Conference: NEURIPS2025
arXiv: 2511.05439
Code: https://github.com/aayush3009/learnspec
Area: Physics
Keywords: high-redshift galaxies, VAE, JWST, unsupervised discovery, spectral clustering

TL;DR

A variational autoencoder (VAE) is applied to unsupervised clustering of 2,743 JWST high-redshift (\(z>4\)) galaxy spectra, uncovering 12 distinct astrophysical categories and more than doubling the known sample sizes of rare populations including post-starburst galaxies, Lyman-α emitters, extreme emission line galaxies, and Little Red Dots.

Background & Motivation

Background: Since its launch in 2021, JWST has fundamentally transformed our understanding of galaxy formation in the early universe. Its near-infrared spectroscopic capability captures redshifted UV/optical light from galaxies formed within the first few hundred million years after the Big Bang. A large volume of public spectroscopic data is now available, yet analysis still relies heavily on manual visual inspection to identify galaxies of interest.
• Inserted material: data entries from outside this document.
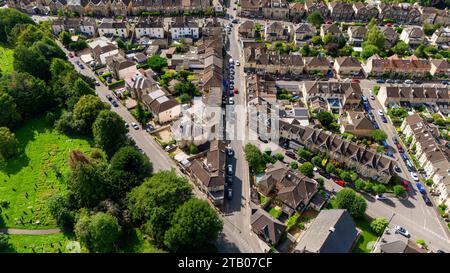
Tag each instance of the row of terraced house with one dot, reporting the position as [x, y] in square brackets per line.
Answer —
[115, 7]
[343, 11]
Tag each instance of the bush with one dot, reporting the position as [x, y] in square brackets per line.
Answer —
[398, 190]
[293, 165]
[378, 225]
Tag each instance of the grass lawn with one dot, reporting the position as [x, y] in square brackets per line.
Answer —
[52, 243]
[29, 179]
[366, 239]
[6, 59]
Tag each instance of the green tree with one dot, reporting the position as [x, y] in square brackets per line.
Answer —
[99, 233]
[8, 143]
[9, 115]
[194, 226]
[401, 49]
[315, 18]
[307, 169]
[399, 190]
[369, 50]
[109, 132]
[379, 135]
[317, 160]
[65, 38]
[60, 209]
[359, 184]
[353, 202]
[88, 108]
[375, 37]
[157, 63]
[156, 200]
[379, 189]
[254, 158]
[378, 225]
[325, 118]
[193, 149]
[330, 168]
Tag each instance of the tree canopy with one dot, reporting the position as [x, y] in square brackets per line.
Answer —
[194, 225]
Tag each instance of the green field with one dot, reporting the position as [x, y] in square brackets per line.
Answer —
[6, 59]
[29, 179]
[53, 243]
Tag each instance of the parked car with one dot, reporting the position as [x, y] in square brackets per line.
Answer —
[170, 147]
[421, 188]
[291, 155]
[135, 126]
[229, 180]
[340, 182]
[395, 140]
[380, 197]
[230, 169]
[405, 184]
[402, 231]
[404, 156]
[414, 176]
[427, 200]
[230, 194]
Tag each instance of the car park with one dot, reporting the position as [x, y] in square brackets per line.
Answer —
[402, 231]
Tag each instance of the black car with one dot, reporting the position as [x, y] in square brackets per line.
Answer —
[427, 200]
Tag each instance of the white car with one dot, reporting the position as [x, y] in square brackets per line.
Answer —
[402, 231]
[380, 197]
[135, 126]
[414, 176]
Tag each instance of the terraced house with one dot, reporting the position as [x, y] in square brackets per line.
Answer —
[431, 155]
[390, 96]
[365, 161]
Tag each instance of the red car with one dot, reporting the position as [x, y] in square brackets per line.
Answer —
[400, 148]
[405, 185]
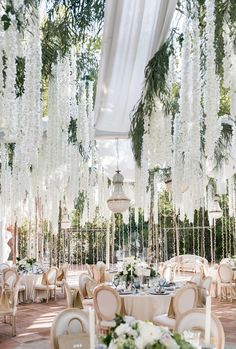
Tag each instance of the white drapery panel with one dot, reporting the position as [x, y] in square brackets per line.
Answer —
[133, 31]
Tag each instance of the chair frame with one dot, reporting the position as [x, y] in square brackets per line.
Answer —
[179, 294]
[81, 314]
[221, 338]
[5, 271]
[90, 270]
[96, 306]
[48, 290]
[12, 311]
[226, 285]
[4, 264]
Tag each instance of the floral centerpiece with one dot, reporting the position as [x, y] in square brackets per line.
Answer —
[26, 264]
[136, 334]
[134, 267]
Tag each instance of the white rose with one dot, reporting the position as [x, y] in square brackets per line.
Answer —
[149, 332]
[123, 329]
[139, 343]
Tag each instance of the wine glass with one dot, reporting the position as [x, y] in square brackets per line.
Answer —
[116, 282]
[136, 284]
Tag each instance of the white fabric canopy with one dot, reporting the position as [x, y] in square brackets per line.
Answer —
[133, 31]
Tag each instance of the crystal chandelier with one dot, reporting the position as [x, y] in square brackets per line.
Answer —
[118, 202]
[65, 220]
[216, 212]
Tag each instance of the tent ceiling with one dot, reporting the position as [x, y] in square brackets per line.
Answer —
[133, 32]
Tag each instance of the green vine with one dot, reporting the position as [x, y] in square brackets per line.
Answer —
[155, 85]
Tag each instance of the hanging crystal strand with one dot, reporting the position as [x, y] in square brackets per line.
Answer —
[198, 235]
[119, 232]
[129, 235]
[174, 235]
[161, 235]
[183, 234]
[193, 231]
[214, 243]
[230, 235]
[225, 225]
[222, 234]
[211, 87]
Limitations of Prior Work: - Manual classification does not scale as the volume of public data grows rapidly; - Supervised methods require large annotated datasets, whereas labeled examples of rare high-redshift galaxies are extremely scarce; - VAEs had previously only been applied to low-redshift galaxy spectra from ground-based telescopes and had never been used on JWST high-redshift spectra.

Key Challenge: It is necessary to automatically discover rare yet astrophysically important galaxy populations from large volumes of high-dimensional spectral data in the absence of prior labels.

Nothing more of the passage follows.